According to the United States Substance Abuse and Mental Health Services Administration (SAMHSA), 80 percent of all adults who are being treated for alcoholism started to drink before they were 18 years old. In addition, 25.6 percent of all high school students started to drink before they were 13 years old. Children who start to drink before the age of 15 are four times more likely to develop problems with alcohol than people who start to drink at 21 or later. Teenagers and children are less likely to drink if they have a strong relationship with their parents or guardians.

Adolescents who drink or who suffer from teenage alcoholism may experience shorter attention spans. This can result in poorer grades at school. In addition, drinking alcohol can be an effort to "self-treat" other emotional problems, such as depression or bipolar condition. Because drinking alcohol can loosen inhibitions, teenage drinkers are more likely to have sex, including unprotected sex.


In addition to getting lower grades, symptoms of teenage alcoholism can include lying, breaking curfew, and changing friends. A teenage alcoholic may drink his parents' alcohol and fill the bottles with water, may steal, or may display personality changes. If teenagers drink to the point of getting alcohol poisoning, their breath may slow, they may lose consciousness, they may fall into a coma, and they may die.
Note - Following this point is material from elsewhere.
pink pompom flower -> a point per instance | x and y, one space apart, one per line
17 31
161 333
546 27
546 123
If a parent suspects a child has alcohol poisoning, the child should be taken to a hospital for emergency treatment immediately.

A child who is diagnosed with teenage alcoholism can be treated in a number of different manners. Physicians may prescribe drugs to help reduce or prevent cravings for alcohol. The teenager may need to go through individual or group counseling. Twelve-step programs may also be way to stay sober. Family members may also need psychological counseling to learn new behaviors and methods to help keep the teenager sober.